The Art and Science of Upgrading Infrastructure Services

How can upgrading a service infrastructure be an art AND a science?  I just click a button, the stuff upgrades, and I’m good… right?  We’re talking infrastructure services here, people.  If the infrastructure is unavailable, the business loses money.

If I asked the following question to 100 admins, “Do you enjoy testing software upgrades in the lab?” Exactly 100 admins would say, “NO”.  But guess what? Testing is more important than actually performing the upgrade.

What do I test?

• The hardware and software you’re upgrading – You can’t test if you don’t have an environment. It doesn’t have to be a mirror image, but having similar hardware/software is needed, albeit in a reduced capacity.
• Test matrix with success criteria – Having a matrix of what you’ve tested, and if it passed (simple acceptance criteria) is essential. It’s a big CYA (cover your behind) move, so if management asks, “Did you test XYZ?” You can say, “YES!” Using DNS, DHCP and IP Address Management for an example, your test matrix should include things like:

o    Upgrading of your DNS primary and DHCP server(s) from version A to version B

o    Testing a variety of services and devices, if available

o    Validating if any customizations still work, including API environments

• Having an upgrade document – You’re testing the upgrade in your lab. You’re performing steps that will simply need to be repeated in production, why not document it? This ensures that nothing gets overlooked or forgotten during the production upgrade. And, you might be able to use this document to help support your change request.

What’s my upgrade strategy?
Alright, so you’ve tested the upgrade in the lab in your “spare” time and everything is good. Now do you upgrade with a slow roll, or do a fork-lift upgrade?

• Slow-roll and segmentation of upgrades, if possible – Again, we’re talking about business-critical core services here. Doing a fork-lift upgrade and then having to revert a large portion of network infrastructure can be painstaking.  That said, maintenance windows for infrastructure services are hard to procure and it’s not always possible to slow-roll. If you have to do a fork-lift upgrade, it’s all the more important to test your upgrade meticulously beforehand.
• Aligning resources – Most, if not all, enterprises have multiple data centers in multiple locations. It’s important that you’ve got hands and feet ready to hit the DC if problems arise. It’s also important to line up resources from your network teams, firewall/security teams, etc.
• Go/no-go checkpoints – What happens if you’re a couple hours into your six-hour maintenance window and you know you simply won’t come close to completing your task? There’s no sense in completing more of the work when you’ll simply need to revert.

Planning for the worst
We know that nothing will go wrong with your upgrade, especially since you’re running BlueCat gear.  But, you still need to plan for the worst and ensure all your bases are covered – no one ever got in trouble for being prepared.

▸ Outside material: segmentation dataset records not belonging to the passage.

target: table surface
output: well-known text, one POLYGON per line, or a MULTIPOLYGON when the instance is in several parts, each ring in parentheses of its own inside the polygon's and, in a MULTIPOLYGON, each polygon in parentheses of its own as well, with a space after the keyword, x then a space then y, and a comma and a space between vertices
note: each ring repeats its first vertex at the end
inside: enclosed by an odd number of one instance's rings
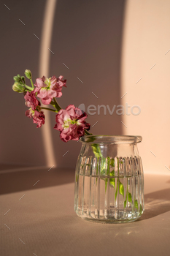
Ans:
POLYGON ((0 172, 0 255, 169 255, 170 173, 144 174, 144 213, 125 224, 78 217, 74 180, 73 170, 0 172))

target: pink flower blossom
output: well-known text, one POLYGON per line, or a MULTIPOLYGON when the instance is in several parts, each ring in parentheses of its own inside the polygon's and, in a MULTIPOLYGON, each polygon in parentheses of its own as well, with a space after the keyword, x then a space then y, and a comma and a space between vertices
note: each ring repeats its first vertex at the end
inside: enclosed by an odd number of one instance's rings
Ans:
POLYGON ((61 75, 58 78, 55 76, 50 78, 43 76, 36 79, 34 92, 37 92, 37 97, 42 99, 42 104, 48 105, 53 98, 61 97, 62 87, 66 87, 66 80, 63 78, 61 75))
POLYGON ((45 124, 44 112, 41 111, 40 102, 36 98, 33 91, 27 91, 24 97, 26 105, 30 108, 26 111, 26 116, 33 118, 33 122, 37 124, 36 128, 41 127, 45 124))
POLYGON ((57 113, 57 124, 54 129, 61 132, 60 138, 64 142, 78 140, 80 137, 84 136, 85 129, 90 129, 90 124, 85 121, 87 117, 86 113, 82 113, 74 105, 69 105, 65 110, 61 109, 57 113))
POLYGON ((40 106, 40 102, 36 99, 35 94, 33 91, 27 91, 24 99, 26 99, 26 105, 31 108, 33 110, 35 110, 37 106, 40 106))
POLYGON ((26 111, 26 116, 33 118, 34 124, 37 124, 36 128, 40 128, 45 124, 45 115, 42 111, 34 111, 29 109, 26 111))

• Backup resources – What if something unexpected happens during your 6-hour maintenance window and the network team forgot to inform you of a core router change, the network is down and you can’t validate your upgrade?  If it takes the network team hours to fix their problems, you’ll have been awake for 24+ hours.  People make mistakes when they’re tired.  Having a back-up resource available and up-to-speed is a good plan.
• Roll-back – What about if you need to roll back? Do you need “boots on the ground” remotely?  How long will it take? Do you have the files at the ready if needed? Have you tested the roll-back? Does anything else need to happen after the roll-back has taken place?

Engage the upgrade ninjas
Upgrading infrastructure isn’t something that happens often – maybe once or twice a year. Engaging the BlueCat “upgrade ninjas” will help you navigate through a successful upgrade. Here at BlueCat, we’ve got a handful of teams – from Professional Services to our Technical Account Management teams – that have the field experience and solid, vetted methodologies to ensure a successful upgrade.

Alright, I’m upgraded.  Now what?
OK, your upgrade is done. No alerts have fired. Nothing seems to have blown-up. What’s next? VALIDATION! Everyone loves validation – you know, checking log files, running some tests, working with other operational teams, ensuring applications are up and running. When doing a slow-roll upgrade, having some burn-in time before your next major upgrade will be the ultimate validation that your upgrade has been successful.

I’ll leave you with a quote from an unnamed Samurai: “Cry in the dojo, laugh on the battlefield.”  It’s a mantra that the upgrade ninjas at BlueCat try to live by.